Idaho’s Constitution is clear. Article IX, Section 1 states that it is the duty of the Legislature to “establish and maintain a general, uniform and thorough system of public, free common schools.” What it does not say is that the state may fund only part of that system and leave the rest up to local voters. Yet that is exactly where Idaho finds itself today. The state covers only about 80% of what it takes to operate schools, forcing districts to ask their residents to close the gap.
So how did we get here?
The shift began in the late 1990s, when Idaho made changes to its funding formulas and tax policies that capped or slowed growth in K-12 funding, even as enrollment and operating costs continued to rise. Teacher salaries, transportation, utilities and special education costs didn’t stop increasing, but state support did. The result was predictable: districts were forced to turn to their communities for supplemental levies just to maintain basic services.

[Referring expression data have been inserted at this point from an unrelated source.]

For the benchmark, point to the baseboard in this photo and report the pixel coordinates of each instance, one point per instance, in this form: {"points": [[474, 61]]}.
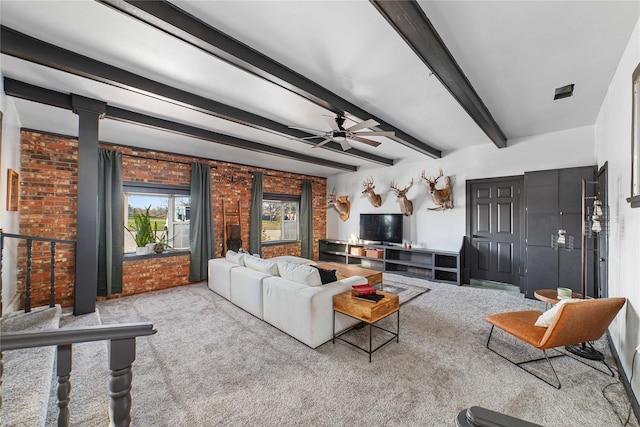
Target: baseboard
{"points": [[494, 285], [624, 379]]}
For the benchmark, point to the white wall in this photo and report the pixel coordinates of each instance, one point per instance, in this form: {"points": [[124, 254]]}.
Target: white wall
{"points": [[613, 145], [444, 230], [8, 220]]}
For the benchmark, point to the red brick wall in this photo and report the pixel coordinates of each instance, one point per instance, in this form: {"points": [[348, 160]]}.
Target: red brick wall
{"points": [[48, 208]]}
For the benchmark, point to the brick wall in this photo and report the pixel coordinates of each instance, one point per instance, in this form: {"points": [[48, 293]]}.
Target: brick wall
{"points": [[48, 208]]}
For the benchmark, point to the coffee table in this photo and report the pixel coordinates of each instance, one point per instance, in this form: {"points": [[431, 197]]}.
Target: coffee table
{"points": [[369, 313], [347, 270]]}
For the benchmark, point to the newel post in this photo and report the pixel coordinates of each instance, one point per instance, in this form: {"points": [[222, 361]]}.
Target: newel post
{"points": [[122, 353]]}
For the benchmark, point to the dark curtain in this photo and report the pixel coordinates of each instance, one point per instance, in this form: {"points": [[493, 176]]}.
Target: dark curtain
{"points": [[255, 226], [306, 220], [201, 241], [110, 222]]}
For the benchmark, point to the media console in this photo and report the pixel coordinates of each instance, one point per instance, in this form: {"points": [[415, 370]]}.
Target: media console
{"points": [[439, 266]]}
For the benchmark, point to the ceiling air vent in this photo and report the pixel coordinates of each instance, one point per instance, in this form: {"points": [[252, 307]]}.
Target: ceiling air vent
{"points": [[564, 92]]}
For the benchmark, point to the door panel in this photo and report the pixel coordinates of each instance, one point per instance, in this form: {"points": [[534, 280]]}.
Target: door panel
{"points": [[554, 200], [495, 230], [505, 258]]}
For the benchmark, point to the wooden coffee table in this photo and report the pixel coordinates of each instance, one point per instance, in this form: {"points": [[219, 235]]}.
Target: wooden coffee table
{"points": [[369, 313], [347, 270]]}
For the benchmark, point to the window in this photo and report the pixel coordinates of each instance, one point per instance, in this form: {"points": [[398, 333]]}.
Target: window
{"points": [[280, 218], [169, 208]]}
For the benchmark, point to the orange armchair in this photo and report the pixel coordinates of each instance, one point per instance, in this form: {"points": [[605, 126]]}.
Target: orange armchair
{"points": [[574, 323]]}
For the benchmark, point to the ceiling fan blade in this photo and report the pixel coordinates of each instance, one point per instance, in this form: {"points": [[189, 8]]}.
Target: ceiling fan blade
{"points": [[332, 123], [344, 144], [311, 137], [317, 131], [366, 141], [366, 124], [320, 144], [375, 133]]}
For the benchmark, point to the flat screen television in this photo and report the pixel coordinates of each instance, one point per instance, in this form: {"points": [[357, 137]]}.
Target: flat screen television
{"points": [[385, 228]]}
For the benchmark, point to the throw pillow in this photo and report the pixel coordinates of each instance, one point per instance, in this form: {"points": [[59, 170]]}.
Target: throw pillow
{"points": [[546, 319], [235, 258], [296, 259], [300, 273], [327, 276], [262, 265]]}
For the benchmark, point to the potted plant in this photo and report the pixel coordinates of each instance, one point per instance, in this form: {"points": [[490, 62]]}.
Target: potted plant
{"points": [[161, 241], [141, 231]]}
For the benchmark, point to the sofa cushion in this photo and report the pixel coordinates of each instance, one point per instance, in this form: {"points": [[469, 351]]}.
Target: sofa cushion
{"points": [[299, 273], [295, 259], [262, 265], [327, 276], [235, 258]]}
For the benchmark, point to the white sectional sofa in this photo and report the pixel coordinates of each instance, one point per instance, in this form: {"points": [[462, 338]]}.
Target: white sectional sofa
{"points": [[284, 292]]}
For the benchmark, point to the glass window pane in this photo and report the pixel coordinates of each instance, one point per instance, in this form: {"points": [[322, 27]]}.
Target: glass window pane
{"points": [[279, 220], [162, 208], [271, 220]]}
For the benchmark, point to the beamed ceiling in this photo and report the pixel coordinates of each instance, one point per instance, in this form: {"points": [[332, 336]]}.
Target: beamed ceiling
{"points": [[227, 80]]}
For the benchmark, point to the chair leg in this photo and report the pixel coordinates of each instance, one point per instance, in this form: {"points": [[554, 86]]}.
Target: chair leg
{"points": [[591, 366], [519, 364]]}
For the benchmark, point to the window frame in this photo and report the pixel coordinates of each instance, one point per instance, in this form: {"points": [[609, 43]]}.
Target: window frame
{"points": [[282, 198], [151, 189]]}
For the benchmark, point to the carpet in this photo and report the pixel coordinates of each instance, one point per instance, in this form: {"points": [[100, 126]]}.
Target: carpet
{"points": [[405, 292], [212, 363]]}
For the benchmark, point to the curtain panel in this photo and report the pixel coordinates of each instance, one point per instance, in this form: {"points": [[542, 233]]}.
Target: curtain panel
{"points": [[110, 222], [201, 237], [255, 220]]}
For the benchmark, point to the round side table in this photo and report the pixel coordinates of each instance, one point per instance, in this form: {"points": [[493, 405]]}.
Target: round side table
{"points": [[550, 296]]}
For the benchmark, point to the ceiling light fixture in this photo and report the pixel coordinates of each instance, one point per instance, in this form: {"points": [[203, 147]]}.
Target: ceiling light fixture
{"points": [[564, 92]]}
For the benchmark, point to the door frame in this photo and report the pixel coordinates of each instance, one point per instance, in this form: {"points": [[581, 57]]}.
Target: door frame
{"points": [[466, 271]]}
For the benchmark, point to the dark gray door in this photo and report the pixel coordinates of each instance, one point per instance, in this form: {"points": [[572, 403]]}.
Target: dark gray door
{"points": [[495, 232], [553, 200]]}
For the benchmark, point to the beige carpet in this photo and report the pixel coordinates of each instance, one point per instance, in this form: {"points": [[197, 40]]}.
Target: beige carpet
{"points": [[211, 363]]}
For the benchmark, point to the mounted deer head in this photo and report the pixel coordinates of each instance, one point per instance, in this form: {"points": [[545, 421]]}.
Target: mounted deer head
{"points": [[375, 199], [341, 204], [406, 205], [442, 197]]}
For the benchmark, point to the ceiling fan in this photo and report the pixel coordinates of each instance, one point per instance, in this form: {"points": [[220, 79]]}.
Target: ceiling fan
{"points": [[340, 134]]}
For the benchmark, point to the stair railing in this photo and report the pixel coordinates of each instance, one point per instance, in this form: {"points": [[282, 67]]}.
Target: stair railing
{"points": [[29, 243], [122, 353]]}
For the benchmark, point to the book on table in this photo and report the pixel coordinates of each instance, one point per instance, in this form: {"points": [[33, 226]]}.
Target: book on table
{"points": [[364, 289], [370, 297]]}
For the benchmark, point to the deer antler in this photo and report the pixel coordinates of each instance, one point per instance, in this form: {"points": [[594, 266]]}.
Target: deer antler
{"points": [[368, 183]]}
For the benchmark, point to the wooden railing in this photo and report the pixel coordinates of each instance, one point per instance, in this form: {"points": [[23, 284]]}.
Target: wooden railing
{"points": [[122, 353], [29, 243]]}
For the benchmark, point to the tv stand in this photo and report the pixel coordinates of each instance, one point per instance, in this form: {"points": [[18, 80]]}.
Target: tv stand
{"points": [[436, 265]]}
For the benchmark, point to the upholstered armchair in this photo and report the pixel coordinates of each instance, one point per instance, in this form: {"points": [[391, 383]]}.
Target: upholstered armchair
{"points": [[578, 322]]}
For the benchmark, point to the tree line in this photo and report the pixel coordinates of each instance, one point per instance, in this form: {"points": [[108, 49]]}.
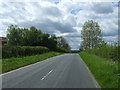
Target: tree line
{"points": [[93, 43], [34, 37]]}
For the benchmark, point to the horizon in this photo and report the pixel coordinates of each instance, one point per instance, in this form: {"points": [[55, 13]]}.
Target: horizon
{"points": [[61, 18]]}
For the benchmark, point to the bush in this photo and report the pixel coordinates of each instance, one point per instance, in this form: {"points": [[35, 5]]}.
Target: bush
{"points": [[19, 51], [59, 49], [107, 52]]}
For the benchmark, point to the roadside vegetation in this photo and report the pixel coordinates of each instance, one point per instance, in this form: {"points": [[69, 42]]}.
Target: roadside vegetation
{"points": [[105, 71], [9, 64], [30, 45], [101, 58]]}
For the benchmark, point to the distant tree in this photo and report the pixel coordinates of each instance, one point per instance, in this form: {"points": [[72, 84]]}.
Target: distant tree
{"points": [[91, 35], [34, 37], [61, 42], [14, 34]]}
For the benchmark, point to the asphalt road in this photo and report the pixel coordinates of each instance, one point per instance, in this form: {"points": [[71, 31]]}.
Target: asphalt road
{"points": [[64, 71]]}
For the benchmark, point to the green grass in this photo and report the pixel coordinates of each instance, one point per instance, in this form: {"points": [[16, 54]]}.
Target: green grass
{"points": [[14, 63], [105, 71]]}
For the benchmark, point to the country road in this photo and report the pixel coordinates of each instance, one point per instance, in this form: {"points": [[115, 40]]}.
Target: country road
{"points": [[64, 71]]}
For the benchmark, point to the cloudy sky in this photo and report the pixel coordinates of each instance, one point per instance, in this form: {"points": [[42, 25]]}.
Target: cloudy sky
{"points": [[61, 17]]}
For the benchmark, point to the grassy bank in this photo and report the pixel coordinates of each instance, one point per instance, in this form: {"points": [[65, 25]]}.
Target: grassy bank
{"points": [[105, 71], [14, 63]]}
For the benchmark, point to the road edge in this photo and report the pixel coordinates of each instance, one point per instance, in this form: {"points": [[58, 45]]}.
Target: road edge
{"points": [[92, 76]]}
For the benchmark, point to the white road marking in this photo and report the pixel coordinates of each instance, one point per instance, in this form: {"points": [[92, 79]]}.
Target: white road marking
{"points": [[47, 74]]}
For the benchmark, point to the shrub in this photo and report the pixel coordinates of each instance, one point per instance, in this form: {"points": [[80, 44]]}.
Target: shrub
{"points": [[107, 52], [59, 49], [19, 51]]}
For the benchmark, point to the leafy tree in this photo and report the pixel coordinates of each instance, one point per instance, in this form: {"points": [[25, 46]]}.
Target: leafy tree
{"points": [[61, 42], [91, 35], [14, 35]]}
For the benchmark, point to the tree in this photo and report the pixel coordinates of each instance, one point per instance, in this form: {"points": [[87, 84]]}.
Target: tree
{"points": [[91, 35], [14, 35], [61, 42]]}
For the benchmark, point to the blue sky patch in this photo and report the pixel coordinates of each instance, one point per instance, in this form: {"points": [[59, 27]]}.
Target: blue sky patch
{"points": [[75, 11]]}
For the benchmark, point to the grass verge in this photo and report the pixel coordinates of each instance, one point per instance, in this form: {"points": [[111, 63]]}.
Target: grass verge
{"points": [[14, 63], [105, 71]]}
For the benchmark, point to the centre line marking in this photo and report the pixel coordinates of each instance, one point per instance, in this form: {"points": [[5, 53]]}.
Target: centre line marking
{"points": [[47, 74]]}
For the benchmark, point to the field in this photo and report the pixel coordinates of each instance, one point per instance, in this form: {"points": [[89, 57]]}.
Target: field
{"points": [[105, 71]]}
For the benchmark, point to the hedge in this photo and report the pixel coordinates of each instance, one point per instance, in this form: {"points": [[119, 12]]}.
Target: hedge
{"points": [[112, 53], [19, 51], [59, 49]]}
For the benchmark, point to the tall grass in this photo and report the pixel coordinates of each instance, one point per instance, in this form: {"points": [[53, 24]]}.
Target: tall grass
{"points": [[14, 63], [108, 52], [105, 71]]}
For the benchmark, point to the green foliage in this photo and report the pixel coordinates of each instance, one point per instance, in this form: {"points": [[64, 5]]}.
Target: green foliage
{"points": [[62, 43], [59, 49], [19, 51], [32, 37], [91, 35], [105, 71], [108, 52], [9, 64]]}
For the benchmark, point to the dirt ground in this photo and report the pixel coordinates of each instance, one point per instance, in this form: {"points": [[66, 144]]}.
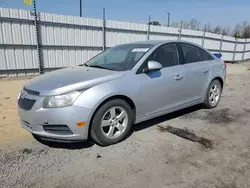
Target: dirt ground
{"points": [[148, 158]]}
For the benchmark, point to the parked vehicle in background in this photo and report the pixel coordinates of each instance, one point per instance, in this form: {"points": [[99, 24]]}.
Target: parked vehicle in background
{"points": [[124, 85]]}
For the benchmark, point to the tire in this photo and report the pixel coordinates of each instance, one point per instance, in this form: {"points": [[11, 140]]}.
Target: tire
{"points": [[211, 93], [114, 116]]}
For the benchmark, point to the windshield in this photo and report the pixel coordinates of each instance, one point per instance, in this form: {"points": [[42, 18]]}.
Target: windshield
{"points": [[119, 58]]}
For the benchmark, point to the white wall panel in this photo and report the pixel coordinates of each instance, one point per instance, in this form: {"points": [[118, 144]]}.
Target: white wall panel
{"points": [[18, 39]]}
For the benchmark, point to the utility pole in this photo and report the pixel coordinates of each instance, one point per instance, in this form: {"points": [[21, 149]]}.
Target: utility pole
{"points": [[80, 8], [168, 19], [148, 32]]}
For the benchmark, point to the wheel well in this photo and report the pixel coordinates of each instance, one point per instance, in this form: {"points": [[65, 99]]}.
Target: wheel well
{"points": [[220, 80], [123, 97]]}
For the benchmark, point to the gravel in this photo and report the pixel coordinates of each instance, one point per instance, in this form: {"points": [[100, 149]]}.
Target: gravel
{"points": [[148, 158]]}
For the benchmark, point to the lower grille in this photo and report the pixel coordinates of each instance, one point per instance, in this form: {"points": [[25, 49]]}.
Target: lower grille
{"points": [[26, 104], [57, 129], [26, 124]]}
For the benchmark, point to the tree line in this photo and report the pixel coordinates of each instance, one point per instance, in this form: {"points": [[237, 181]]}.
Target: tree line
{"points": [[241, 30]]}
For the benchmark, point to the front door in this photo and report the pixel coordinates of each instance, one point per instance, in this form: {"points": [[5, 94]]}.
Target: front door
{"points": [[197, 63], [162, 90]]}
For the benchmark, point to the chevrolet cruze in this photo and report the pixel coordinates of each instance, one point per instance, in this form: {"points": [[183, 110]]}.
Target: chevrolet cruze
{"points": [[121, 86]]}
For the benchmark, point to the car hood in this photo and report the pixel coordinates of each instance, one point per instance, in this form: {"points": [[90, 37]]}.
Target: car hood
{"points": [[71, 79]]}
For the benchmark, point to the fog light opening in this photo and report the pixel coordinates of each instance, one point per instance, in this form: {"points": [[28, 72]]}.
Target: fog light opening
{"points": [[81, 124]]}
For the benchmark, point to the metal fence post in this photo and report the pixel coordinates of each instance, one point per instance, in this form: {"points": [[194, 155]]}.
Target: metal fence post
{"points": [[180, 31], [104, 29], [203, 37], [148, 31], [244, 49], [38, 41], [221, 42], [235, 47]]}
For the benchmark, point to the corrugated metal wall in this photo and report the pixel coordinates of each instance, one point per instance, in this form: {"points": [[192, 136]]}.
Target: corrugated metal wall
{"points": [[68, 40]]}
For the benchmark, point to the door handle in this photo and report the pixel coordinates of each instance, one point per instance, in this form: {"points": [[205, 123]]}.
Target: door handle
{"points": [[178, 77], [205, 70]]}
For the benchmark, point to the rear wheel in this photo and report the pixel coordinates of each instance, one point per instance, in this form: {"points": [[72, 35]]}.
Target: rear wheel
{"points": [[112, 122], [213, 94]]}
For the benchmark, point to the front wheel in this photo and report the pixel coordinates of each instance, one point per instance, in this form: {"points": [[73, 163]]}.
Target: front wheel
{"points": [[213, 94], [112, 122]]}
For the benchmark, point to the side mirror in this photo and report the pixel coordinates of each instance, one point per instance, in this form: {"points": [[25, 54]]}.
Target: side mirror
{"points": [[152, 66]]}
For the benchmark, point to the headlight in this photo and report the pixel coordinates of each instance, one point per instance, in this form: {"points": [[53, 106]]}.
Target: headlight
{"points": [[61, 100]]}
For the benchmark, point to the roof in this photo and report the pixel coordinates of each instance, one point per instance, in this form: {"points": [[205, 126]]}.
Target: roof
{"points": [[153, 42]]}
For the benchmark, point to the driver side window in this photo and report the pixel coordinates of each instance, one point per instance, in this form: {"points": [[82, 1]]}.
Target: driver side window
{"points": [[166, 55]]}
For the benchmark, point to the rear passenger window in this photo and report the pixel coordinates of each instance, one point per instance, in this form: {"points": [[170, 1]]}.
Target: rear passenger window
{"points": [[166, 55], [194, 54]]}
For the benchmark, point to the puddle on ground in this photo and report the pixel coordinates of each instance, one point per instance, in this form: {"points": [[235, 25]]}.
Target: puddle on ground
{"points": [[187, 135]]}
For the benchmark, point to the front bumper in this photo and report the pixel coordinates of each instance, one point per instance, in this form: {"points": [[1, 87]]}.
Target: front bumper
{"points": [[36, 118]]}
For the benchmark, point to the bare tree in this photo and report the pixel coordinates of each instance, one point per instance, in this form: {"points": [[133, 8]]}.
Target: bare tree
{"points": [[218, 30], [237, 30], [174, 24], [194, 24], [209, 27], [226, 30], [185, 25], [245, 30]]}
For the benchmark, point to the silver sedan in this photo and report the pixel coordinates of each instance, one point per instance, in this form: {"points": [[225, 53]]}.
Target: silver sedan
{"points": [[124, 85]]}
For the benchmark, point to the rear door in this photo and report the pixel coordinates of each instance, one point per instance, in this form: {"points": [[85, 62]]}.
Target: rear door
{"points": [[197, 63]]}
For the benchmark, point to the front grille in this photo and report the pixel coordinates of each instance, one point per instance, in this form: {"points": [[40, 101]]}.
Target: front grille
{"points": [[26, 104], [31, 92], [57, 129]]}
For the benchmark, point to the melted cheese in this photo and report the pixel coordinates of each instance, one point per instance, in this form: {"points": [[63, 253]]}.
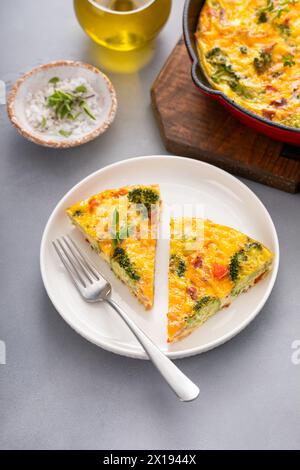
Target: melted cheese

In 2005, the Idaho Supreme Court ruled that the Legislature was failing to meet its constitutional obligation, particularly regarding school facilities. Then came 2008 and the Great Recession. Idaho enacted deep K-12 cuts, reducing teacher pay and eliminating key programs such as math and reading supports, after‑school tutoring, career‑technical education, credit recovery options, field trips and extracurricular activities.
Those cuts were framed as temporary. But when the economy rebounded, the state did not restore education funding to previous levels or trends. Instead, this reduced model became the new normal.
The consequences are clear. Since 2020, Idaho has ranked either 49th or 50th in the nation for per‑pupil funding. This includes the recent shift to an average daily attendance model that punishes schools when children are absent and routinely underfunds what smaller districts need to maintain the limited courses and programs they provide.
And rather than reversing course, the Legislature doubled down last year by approving House Bill 93, which allocates $50 million for private school, homeschool and other non‑public education expenses through a refundable tax credit.
When the bill reached Gov. Brad Little’s desk, roughly 37,000 Idaho residents contacted his office, about 32,000 of them opposing the measure. Despite that overwhelming opposition, the bill was signed into law. It is now being challenged in the Idaho Supreme Court.
This is the context in which communities are being asked to pass supplemental levies.
No one likes additional taxes. But in rural towns, schools are more than just classrooms. They are community hubs, hosting sports, concerts, meetings and providing shared space that keeps communities connected. When schools are weakened, communities suffer.
Idaho doesn’t have a levy problem. It has a public-school funding problem.